Answer TWO of the
following:
Q1: Even though this book
seems quite normal and earthbound, what connections might it already have with
a story like Never Let Me Go? How might this be a ‘science fiction’ work
about our own world, only slightly changed to distort our perspective? Do you
see any clues to the real story behind the town of Stepford ?
Q2: Joanna calls the
Stepford Wives “actresses in a commercial, pleased with detergent and floor
wax, with cleansers, shampoos, and deodorants. Pretty actresses, big in the
bosom, but small in talent, playing suburban housewives unconvincingly, too
nicey-nice to be real” (42-43). How might this relate to our discussion on
Tuesday about clothes being an “act of imagination, an invention of the self”?
Q3: How does Joanna seem
to define herself as a woman? What will she do—and not do—as a wife and mother,
and how does this shape her views of the men and women of Stepford? Do you feel
she’s reading too much into the town? Is she projecting her own fears of
identity onto her neighbors?
Q4: The Stepford Wives is
surprisingly open about sex and the intimate lives between husbands and wives
(and what women share about their husbands with other women). Why might this
have been shocking in 1972, when the book was first published? Do you feel Ira
Levin was trying to shock his readers—and is it still a little eye-opening
today?
Q3: Joanna refuses to do housework when her husband, Walter, is at the Men's association relaxing. Although Joanna thinks that she could be doing housework, she doesn't think it is fair for her to be working while her husband is not. She believes in an equal marriage. Walter and her trade turns doing the dishes and other house chores. The other women in the town spend almost all of their time doing housework. Joanna thinks this is crazy. She thinks the other women of Stepford work too hard. And that they are underappreciated by their husbands. Although she admires their happiness, she refuses to let her marriage turn in to a "Stepford marriage".

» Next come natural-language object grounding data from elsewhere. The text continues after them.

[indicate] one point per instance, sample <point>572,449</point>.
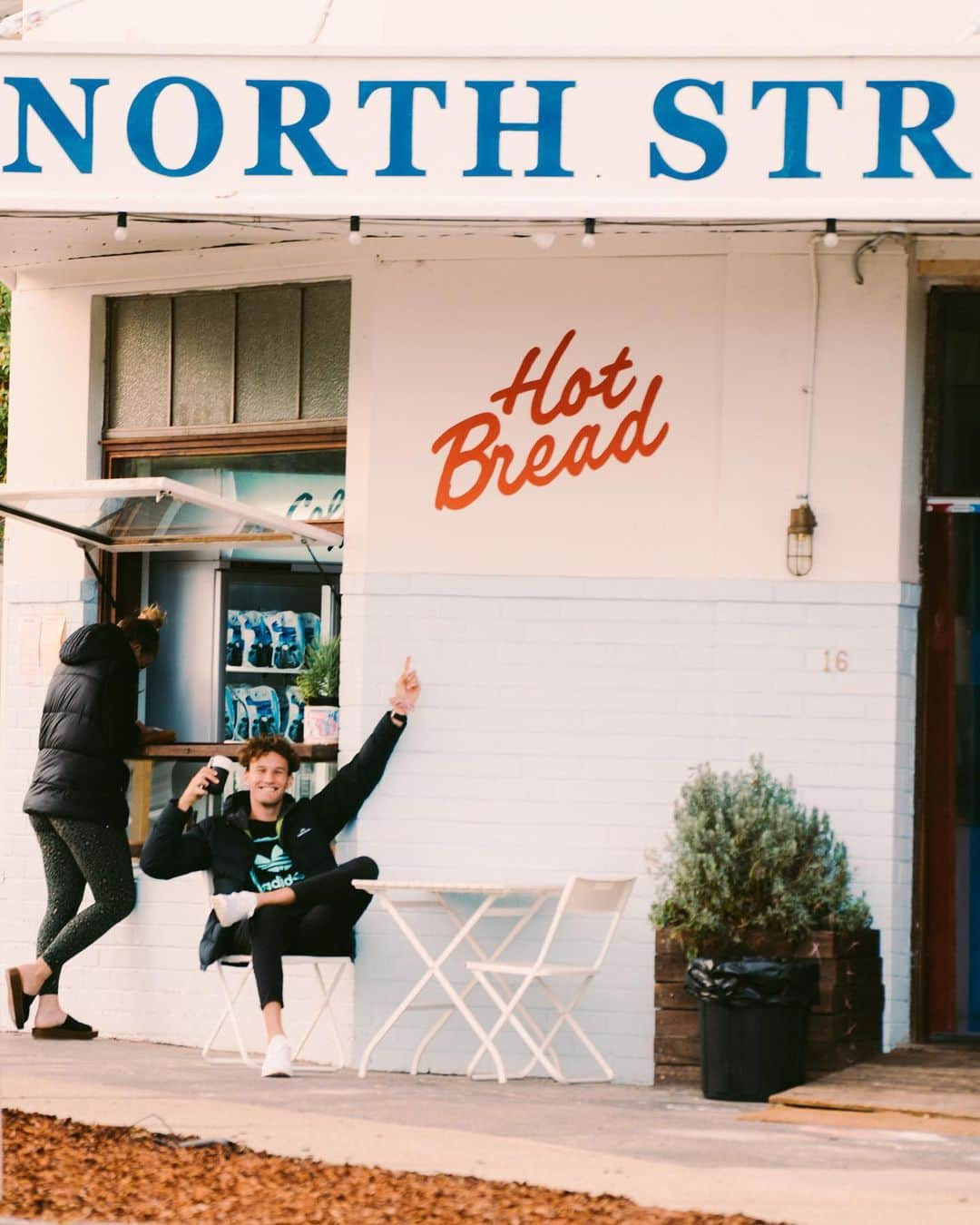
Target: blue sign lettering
<point>34,95</point>
<point>923,136</point>
<point>210,128</point>
<point>299,132</point>
<point>402,120</point>
<point>689,128</point>
<point>490,126</point>
<point>798,122</point>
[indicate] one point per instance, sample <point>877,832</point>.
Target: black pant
<point>320,923</point>
<point>75,854</point>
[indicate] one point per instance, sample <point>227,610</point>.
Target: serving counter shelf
<point>189,756</point>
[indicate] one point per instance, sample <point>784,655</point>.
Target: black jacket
<point>87,728</point>
<point>222,844</point>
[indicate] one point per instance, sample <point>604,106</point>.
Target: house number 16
<point>836,662</point>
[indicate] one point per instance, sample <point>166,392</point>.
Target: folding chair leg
<point>507,1015</point>
<point>230,998</point>
<point>566,1018</point>
<point>326,991</point>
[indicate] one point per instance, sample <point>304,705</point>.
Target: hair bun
<point>152,612</point>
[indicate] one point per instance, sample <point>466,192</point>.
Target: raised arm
<point>342,798</point>
<point>172,850</point>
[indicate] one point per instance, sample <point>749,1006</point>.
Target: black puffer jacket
<point>87,729</point>
<point>222,844</point>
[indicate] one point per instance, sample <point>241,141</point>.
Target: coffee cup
<point>222,767</point>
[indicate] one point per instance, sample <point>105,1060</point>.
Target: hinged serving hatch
<point>154,514</point>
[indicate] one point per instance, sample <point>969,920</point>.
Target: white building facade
<point>569,468</point>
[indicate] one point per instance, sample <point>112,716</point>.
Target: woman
<point>77,805</point>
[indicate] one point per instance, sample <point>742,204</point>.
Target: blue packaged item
<point>287,640</point>
<point>234,643</point>
<point>262,703</point>
<point>256,640</point>
<point>310,629</point>
<point>235,712</point>
<point>294,712</point>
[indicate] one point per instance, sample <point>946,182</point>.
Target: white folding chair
<point>328,974</point>
<point>599,898</point>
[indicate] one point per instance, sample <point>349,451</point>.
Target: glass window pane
<point>203,358</point>
<point>326,349</point>
<point>267,356</point>
<point>157,512</point>
<point>140,368</point>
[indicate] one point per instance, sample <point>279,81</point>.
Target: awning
<point>153,514</point>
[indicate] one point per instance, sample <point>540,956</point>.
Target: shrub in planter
<point>750,870</point>
<point>318,683</point>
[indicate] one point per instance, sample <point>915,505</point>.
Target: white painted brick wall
<point>561,717</point>
<point>559,720</point>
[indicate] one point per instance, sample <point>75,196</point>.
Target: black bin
<point>755,1015</point>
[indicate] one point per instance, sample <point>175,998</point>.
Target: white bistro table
<point>518,903</point>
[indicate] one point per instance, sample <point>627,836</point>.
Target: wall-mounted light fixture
<point>800,539</point>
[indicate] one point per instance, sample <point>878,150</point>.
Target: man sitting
<point>279,886</point>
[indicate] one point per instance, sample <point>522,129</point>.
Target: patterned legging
<point>75,854</point>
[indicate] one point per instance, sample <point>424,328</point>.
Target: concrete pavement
<point>665,1148</point>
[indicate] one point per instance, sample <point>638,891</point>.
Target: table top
<point>486,887</point>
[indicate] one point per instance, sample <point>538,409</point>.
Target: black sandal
<point>18,1001</point>
<point>70,1029</point>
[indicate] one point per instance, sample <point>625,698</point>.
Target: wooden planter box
<point>846,1023</point>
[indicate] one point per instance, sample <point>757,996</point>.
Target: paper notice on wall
<point>49,642</point>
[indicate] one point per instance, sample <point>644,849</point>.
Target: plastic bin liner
<point>753,980</point>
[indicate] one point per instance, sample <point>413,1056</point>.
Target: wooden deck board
<point>935,1081</point>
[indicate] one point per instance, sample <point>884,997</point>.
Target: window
<point>220,358</point>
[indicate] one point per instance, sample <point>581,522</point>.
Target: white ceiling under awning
<point>157,514</point>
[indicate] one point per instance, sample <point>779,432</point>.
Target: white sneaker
<point>279,1057</point>
<point>230,908</point>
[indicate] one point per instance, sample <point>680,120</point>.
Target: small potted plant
<point>748,876</point>
<point>318,685</point>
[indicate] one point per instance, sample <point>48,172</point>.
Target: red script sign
<point>475,456</point>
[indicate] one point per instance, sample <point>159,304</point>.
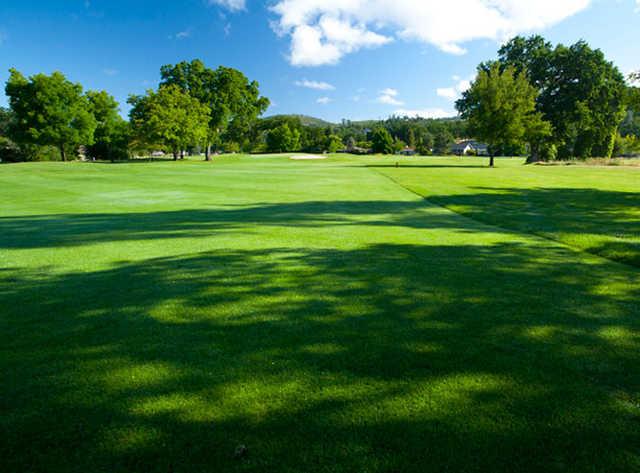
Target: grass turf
<point>155,316</point>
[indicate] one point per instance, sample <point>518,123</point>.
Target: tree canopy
<point>111,137</point>
<point>580,93</point>
<point>170,117</point>
<point>234,101</point>
<point>382,141</point>
<point>500,108</point>
<point>49,110</point>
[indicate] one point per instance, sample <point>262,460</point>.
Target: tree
<point>170,117</point>
<point>382,141</point>
<point>49,110</point>
<point>282,139</point>
<point>333,143</point>
<point>500,109</point>
<point>580,93</point>
<point>234,101</point>
<point>111,138</point>
<point>442,141</point>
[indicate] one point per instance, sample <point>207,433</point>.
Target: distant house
<point>467,147</point>
<point>407,151</point>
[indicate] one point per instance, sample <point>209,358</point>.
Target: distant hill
<point>305,119</point>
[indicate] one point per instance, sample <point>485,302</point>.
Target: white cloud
<point>233,5</point>
<point>324,31</point>
<point>447,93</point>
<point>454,92</point>
<point>389,97</point>
<point>328,40</point>
<point>315,85</point>
<point>425,113</point>
<point>181,35</point>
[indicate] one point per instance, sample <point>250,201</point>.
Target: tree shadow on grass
<point>385,358</point>
<point>606,223</point>
<point>41,231</point>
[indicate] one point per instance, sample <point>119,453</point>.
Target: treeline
<point>562,102</point>
<point>550,102</point>
<point>194,109</point>
<point>291,133</point>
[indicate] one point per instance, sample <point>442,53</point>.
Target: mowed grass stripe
<point>315,312</point>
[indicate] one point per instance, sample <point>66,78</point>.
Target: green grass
<point>154,316</point>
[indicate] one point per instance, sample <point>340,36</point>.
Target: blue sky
<point>332,59</point>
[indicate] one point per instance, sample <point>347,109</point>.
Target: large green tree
<point>382,141</point>
<point>500,108</point>
<point>49,110</point>
<point>111,137</point>
<point>579,92</point>
<point>169,117</point>
<point>235,102</point>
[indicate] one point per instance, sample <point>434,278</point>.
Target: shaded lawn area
<point>318,313</point>
<point>596,209</point>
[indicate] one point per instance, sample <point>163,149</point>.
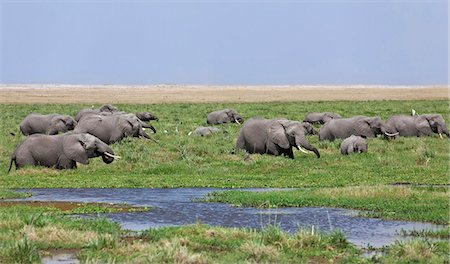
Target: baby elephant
<point>224,116</point>
<point>60,151</point>
<point>47,124</point>
<point>205,131</point>
<point>353,144</point>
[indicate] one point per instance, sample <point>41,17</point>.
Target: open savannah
<point>362,181</point>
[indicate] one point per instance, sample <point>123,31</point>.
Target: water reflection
<point>174,207</point>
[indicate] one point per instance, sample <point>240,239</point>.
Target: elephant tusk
<point>391,135</point>
<point>112,156</point>
<point>301,149</point>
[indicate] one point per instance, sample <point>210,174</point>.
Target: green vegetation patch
<point>29,233</point>
<point>391,202</point>
<point>180,160</point>
<point>10,194</point>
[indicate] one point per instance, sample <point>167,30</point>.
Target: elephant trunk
<point>106,152</point>
<point>444,130</point>
<point>302,142</point>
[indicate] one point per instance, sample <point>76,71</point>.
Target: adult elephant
<point>107,108</point>
<point>112,128</point>
<point>358,125</point>
<point>224,116</point>
<point>60,151</point>
<point>320,118</point>
<point>147,116</point>
<point>275,137</point>
<point>354,144</point>
<point>418,125</point>
<point>204,131</point>
<point>46,124</point>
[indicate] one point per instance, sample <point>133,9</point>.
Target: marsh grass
<point>392,202</point>
<point>179,160</point>
<point>22,251</point>
<point>416,251</point>
<point>10,194</point>
<point>100,241</point>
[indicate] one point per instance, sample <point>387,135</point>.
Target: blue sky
<point>224,42</point>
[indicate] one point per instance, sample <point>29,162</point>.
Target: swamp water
<point>175,207</point>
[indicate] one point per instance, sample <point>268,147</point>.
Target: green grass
<point>188,161</point>
<point>28,233</point>
<point>10,194</point>
<point>403,203</point>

ReplyDeleteQ1: The Stepford story is one that seems realistic, happy wives who clean all day and men who get together every night to drink and relax. Although it doesn't sound like something that would happen around here, it is very realistic. Same as the story in the movie Never Let Me Go, where it seems as if children are in a boarding school. However, these assumptions are not the reality of the story. The wives are actually programmed robots and the children are clones. I think that it is very scary that what seemed to be so normal is the opposite. I think the authors do this to allow the reader to make connections to the real world. The reasons behind the dehumanizing ways in the stories are to make life better. But some people do not see all the dangers in life. Joanna, for example, thought her life was great but in someone else's eyes, it is not at all.